Benedicto XVI: el mayor peligro para la Iglesia viene «de dentro»

Tres arzobispos españoles reciben el palio del Papa

Tres arzobispos españoles, el de Valladolid, Ricardo Blázquez; el de Sevilla, Juan José Asenjo, y el de Oviedo, Jesús Sanz, recibieron ayer de manos de Benedicto XVI el palio: la faja blanca con cruces negras que supone una distinción litúrgica honorífica. El Papa también se lo impuso a otros 35 arzobispos metropolitanos venidos de todo el orbe católico. Ante los prelados honorados con esta estola de lana, los sacerdotes y feligreses de sus diócesis que les acompañaban y una delegación del patriarcado ecuménico de Constantinopla, el Pontífice celebró la festividad de San Pedro y San Pablo, patrones de la ciudad de Roma.
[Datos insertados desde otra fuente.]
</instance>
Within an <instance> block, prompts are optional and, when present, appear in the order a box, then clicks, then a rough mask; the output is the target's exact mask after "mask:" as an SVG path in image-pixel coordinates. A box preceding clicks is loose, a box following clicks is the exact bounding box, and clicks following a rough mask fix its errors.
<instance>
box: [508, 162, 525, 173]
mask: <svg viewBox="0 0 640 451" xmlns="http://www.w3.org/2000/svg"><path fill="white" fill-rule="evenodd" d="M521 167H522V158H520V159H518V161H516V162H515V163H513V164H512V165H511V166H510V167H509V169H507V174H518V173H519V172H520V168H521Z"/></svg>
Durante su homilía, Benedicto XVI dijo que el «peligro más grande» para la Iglesia no viene hoy de persecuciones externas, como ocurría en otros tiempos, sino del mal que la «contamina» desde dentro. Aunque no citó directamente los escándalos por los casos de abusos sexuales, el Papa logró que todos los tuvieran en mente con esta referencia velada. «Si pensamos en los dos milenios de historia de la Iglesia, podemos observar que no han faltado las pruebas para los cristianos, quienes en algunos periodos y lugares han sufrido auténticas persecuciones. Pese al sufrimiento que éstas provocan, no constituyen el peligro más grande para la Iglesia. El daño mayor lo sufre de parte de quien contamina la fe y la vida cristiana de sus miembros y de su comunidad», insistió el obispo de Roma. Luego recordó la primera carta a los Corintios, en la que san Pablo responde a los problemas de «división, incoherencia y falta de fidelidad al Evangelio» que amenazan a la Iglesia. Finalmente citó el Papa la segunda carta a Timoteo, identificando los elementos negativos que «pertenecen al mundo» y «pueden contagiar» a los cristianos: «el egoísmo, la vanidad, el orgullo y el apego al dinero».Este lunes, Benedicto XVI anunció la creación de un nuevo dicasterio dedicado a la difusión de la Palabra en Occidente, el Pontificio Consejo para la Nueva Evangelización. El Papa recordó que hay regiones del mundo en las que «el Evangelio tiene antiguas raíces (...) pero donde en los últimos siglos el proceso de secularización ha producido una grave crisis en la fe cristiana y la pertenencia a la Iglesia».